The Bruins, meanwhile, don’t have the luxury of thinking that their speed, skill, or even their greater amount of veteran experience can carry the day. That basket of goodies hasn’t done much for them to this point.
“Maybe there’s just too much thinkin’,” mused Cassidy, “and not enough [expletive] playing.”
Right on the money.
Thus far, the series has been more a calculated chess match than the kind of bubbling, boiling cauldron that makes the NHL postseason the best take on the sports landscape. Cassidy and Babcock are two smart and disciplined coaches, which explains in part why the temperature on the two benches has stayed a comfy 68-72 degrees Fahrenheit.

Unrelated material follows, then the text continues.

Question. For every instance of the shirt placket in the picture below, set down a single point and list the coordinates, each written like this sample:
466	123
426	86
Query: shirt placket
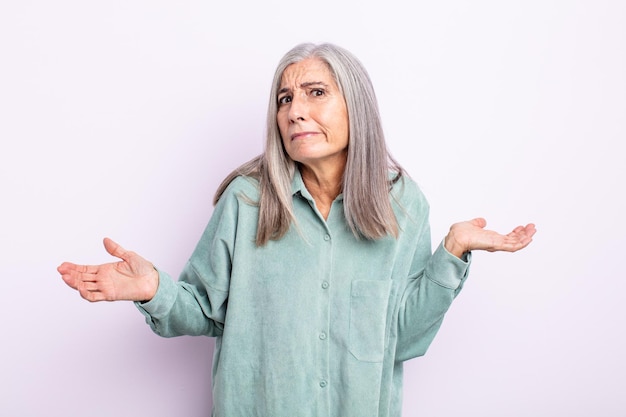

Postsesason warning: Jon Cooper is the same kind of coach in Tampa. He entered the playoffs with his 62-win club as the prohibitive favorite to win the Cup. All that ended when Blue Jackets coach John Tortorella reached deep, found his team’s ego, and squeezed it as if wringing a soapy ocean sponge at a church car wash fundraiser. The Bolts went home in four and now the rest of the league wonders what kind of hell awaits in that Columbus car wash.
Cassidy’s message to his team Saturday was simple: Lift the temp. We’ll find out quickly on Sunday if the message landed.
“I think sometimes you overthink the X’s and O’s — you are trying to think a little too much about what they’re bringing to you,” said veteran pivot Patrice Bergeron. “I think sometimes you’ve got to, I guess, rely more on instincts. That’s what hockey is about. You know, your first play is usually your best play, so don’t overthink stuff.”
“It’s tough . . . we are playing every other night, each game means a lot, and when your team doesn’t show up and doesn’t show that fire, have that edge . . . ,” mused defenseman Torey Krug, “. . . because I think we have that edge when we bring it, it really shows in our game and it pushes them back on their heels.
“We’ve got to bring it. No question about it. We’ve got to bring it.”
Bring it now, or go home and wonder where it all went. Or worse, wonder if it ever was really there.